I had a conversation with my sister last week, and it’s something I wanted to share because it was really profound for me and has a lot of relevance to the work we do here at Tipping Point. It reminded me of how tender we want to be with each other, in life generally, but particularly in this space where we show up with pain, shame, sadness and a myriad of other feelings that come from living close to addiction.
My sister was diagnosed with Parkinson’s disease a year and a half ago. Currently, she’s participating in a research study with the Michael J. Fox Foundation called the Parkinson’s Progression Markers Initiative. It’s a study that happens to be taking place close to where she lives, so she decided to jump in.
As it turns out, it’s a lot.
Her participation in the study is intense, which she goes to every six months. While they offer her a ride to and from and food and everyone supporting the initiative is so kind, the testing and experience is rigorous. She gets poked with needles, has fluid drawn from her spine, does a host of cognitive tests— invasive stuff physically, emotionally and mentally.
And as I was listening to her share this experience of what it’s like to come face to face with the reality of her disease and its progression, I was reminded of what I ask of you, the family members who come to me.
Let me explain.
When you call me and you tell me your loved one is struggling and that the wheels are falling off, and you think you want to do something different about it—an intervention or a family contract to get them into treatment or help them stay in treatment longer—I am always eager to share with you the exact service we have that will get you the result you want. I have the solution you are looking for, but suddenly all these feelings come up for you around, “You mean I have to do something?”
It’s really scary.
It’s really scary for my sister too. Similar feelings have come up for her as she’s realized the depth of what this study is asking her to give and to face. She’s volunteering to do it because a part of her is compelled to be a part of the solution, to contribute to the research in some way, to learn, to meet other people.
I don’t think it’s a big part of her that wants those things; I think it’s likely a small part. But what my experience tells me from witnessing people do hard things is that that small part of her that said yes to doing this is going to grow. It grows when you’re in a community. It grows as you become educated. It grows when you really feel the impact what you’re doing is having on you and on others.
Because when we’re in pain, we can either stay trapped in that pain or we can start to peek out.
My sister’s next round of the study is coming up, and she’s putting resources in place for herself to help her not feel as trashed this time around. She said, “I’m telling my husband what I need. I’m getting food ready ahead of time so I have it when I get home. I’m getting bath bombs to really relax at the end of it.” She’s putting things in place to strengthen her and to provide comfort and care in a difficult time.
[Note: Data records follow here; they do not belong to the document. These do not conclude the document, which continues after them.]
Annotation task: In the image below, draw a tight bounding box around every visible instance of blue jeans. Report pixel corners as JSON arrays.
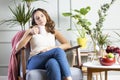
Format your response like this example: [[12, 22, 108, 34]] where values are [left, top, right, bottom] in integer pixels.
[[27, 48, 71, 80]]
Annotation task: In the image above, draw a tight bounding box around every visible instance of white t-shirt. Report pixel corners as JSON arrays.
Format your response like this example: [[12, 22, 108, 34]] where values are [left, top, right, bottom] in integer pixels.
[[30, 28, 55, 54]]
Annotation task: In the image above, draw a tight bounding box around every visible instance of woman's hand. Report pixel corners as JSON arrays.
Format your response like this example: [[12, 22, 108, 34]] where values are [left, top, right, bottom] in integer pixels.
[[30, 26, 39, 35], [40, 46, 57, 52]]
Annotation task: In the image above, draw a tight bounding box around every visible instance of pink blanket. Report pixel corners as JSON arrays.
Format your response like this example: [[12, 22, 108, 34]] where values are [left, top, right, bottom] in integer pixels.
[[8, 31, 25, 80]]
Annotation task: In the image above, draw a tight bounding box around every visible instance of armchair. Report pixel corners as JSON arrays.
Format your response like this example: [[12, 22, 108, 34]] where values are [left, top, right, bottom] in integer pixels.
[[8, 30, 83, 80]]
And that’s what we do here in our programs. We ask you to come in, roll up your sleeves, pull out a mirror and look at your stuff. We ask you to do hard things. But we also help you to gather the support you need to care for yourself while you do it. To put together your personal board of directors. To figure out what will be helpful for you. To find the courage to ask for it. To lean on the strength of others who’ve been there.
We can all do hard things. My sister goes to those meetings and learns about her disease, just like you come into our programs and learn about how addiction either gets worse or the person finds recovery. It’s a lifelong chronic illness. It’s not going anywhere. When I say those things to you, you’re like, “Thanks a lot, Kate.”
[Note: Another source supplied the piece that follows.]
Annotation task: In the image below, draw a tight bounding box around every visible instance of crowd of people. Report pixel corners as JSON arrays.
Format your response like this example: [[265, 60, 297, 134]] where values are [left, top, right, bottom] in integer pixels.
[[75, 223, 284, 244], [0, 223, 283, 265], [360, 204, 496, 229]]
But isn’t a hard truth better than the chaos and the lies and staying in the dark?
You’re at choice all the time. You get to decide, “Do I want to ride the roller coaster that is the problem of addiction?” Or do you want to step out of that pain, even if it means doing something that feels scary and will be hard?
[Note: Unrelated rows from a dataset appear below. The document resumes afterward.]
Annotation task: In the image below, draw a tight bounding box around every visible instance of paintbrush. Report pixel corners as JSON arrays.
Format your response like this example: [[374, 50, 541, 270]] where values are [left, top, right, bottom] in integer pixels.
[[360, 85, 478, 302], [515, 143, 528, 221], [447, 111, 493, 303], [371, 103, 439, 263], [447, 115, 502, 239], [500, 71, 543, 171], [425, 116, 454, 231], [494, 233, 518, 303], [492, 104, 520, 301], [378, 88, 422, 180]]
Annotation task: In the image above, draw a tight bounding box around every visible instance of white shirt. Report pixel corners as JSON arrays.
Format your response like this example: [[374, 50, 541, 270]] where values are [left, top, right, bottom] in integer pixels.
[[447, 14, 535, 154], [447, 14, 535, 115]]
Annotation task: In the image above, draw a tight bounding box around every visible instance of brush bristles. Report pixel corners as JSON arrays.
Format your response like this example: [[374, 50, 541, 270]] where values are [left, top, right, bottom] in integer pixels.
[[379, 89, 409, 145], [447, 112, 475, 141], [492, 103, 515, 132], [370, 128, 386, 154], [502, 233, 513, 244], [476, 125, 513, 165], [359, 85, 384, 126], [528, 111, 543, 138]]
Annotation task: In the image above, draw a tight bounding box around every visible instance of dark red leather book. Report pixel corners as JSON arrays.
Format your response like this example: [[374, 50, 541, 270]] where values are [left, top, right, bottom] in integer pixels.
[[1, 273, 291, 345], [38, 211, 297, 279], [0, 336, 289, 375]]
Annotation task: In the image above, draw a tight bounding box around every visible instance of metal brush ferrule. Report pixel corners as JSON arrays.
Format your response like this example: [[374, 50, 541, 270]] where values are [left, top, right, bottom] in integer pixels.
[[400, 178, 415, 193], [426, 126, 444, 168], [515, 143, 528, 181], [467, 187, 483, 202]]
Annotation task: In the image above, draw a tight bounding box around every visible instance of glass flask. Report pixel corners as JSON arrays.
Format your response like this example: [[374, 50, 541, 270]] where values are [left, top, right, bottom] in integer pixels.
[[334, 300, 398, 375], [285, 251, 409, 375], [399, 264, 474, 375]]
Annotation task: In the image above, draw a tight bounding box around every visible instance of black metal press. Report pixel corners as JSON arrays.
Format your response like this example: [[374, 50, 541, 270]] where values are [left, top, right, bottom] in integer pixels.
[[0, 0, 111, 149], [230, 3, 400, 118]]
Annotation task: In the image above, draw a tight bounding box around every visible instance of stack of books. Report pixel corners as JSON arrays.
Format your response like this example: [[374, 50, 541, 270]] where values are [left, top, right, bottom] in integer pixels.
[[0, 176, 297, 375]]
Remember you don’t have to do it alone. Enrollment for our upcoming Recover My Family 12-week Addiction Recovery Program is starting soon, where you’ll be surrounded by empowering education, community, and resources to help you get off the roller coaster and onto a different path. You can book a call with me through the link above to talk through if it’s the right fit for you and your family.
If that seems like too big a step, start in our free community, Friends of Tipping Point — A Hub For Recovery Conversations. It’s the perfect place to dip your toe into the work we do and start feeling the support you need to make the choice that’s right for you.
Bravo for your sister and thanks for sharing her story and likening it to what we are going through as families. My Dad had Parkinson’s and we all had to show up for it which was not always easy. He was my hero, though because he did the hard things, the exercises, the walking, the smiling even when it was hard. He learned what he had to ask for and I, his primary caretaker, learned to ask too. In a way, Dad prepared me for the idea of moving ahead with life, even when it hands you lemons, especially when what you do will make a difference in your life and someone else’s. Showing up for my loved one by staying in my lane, detaching with love, and holding space for his thoughts when we are in conversation, is not always fun but it sure makes a difference.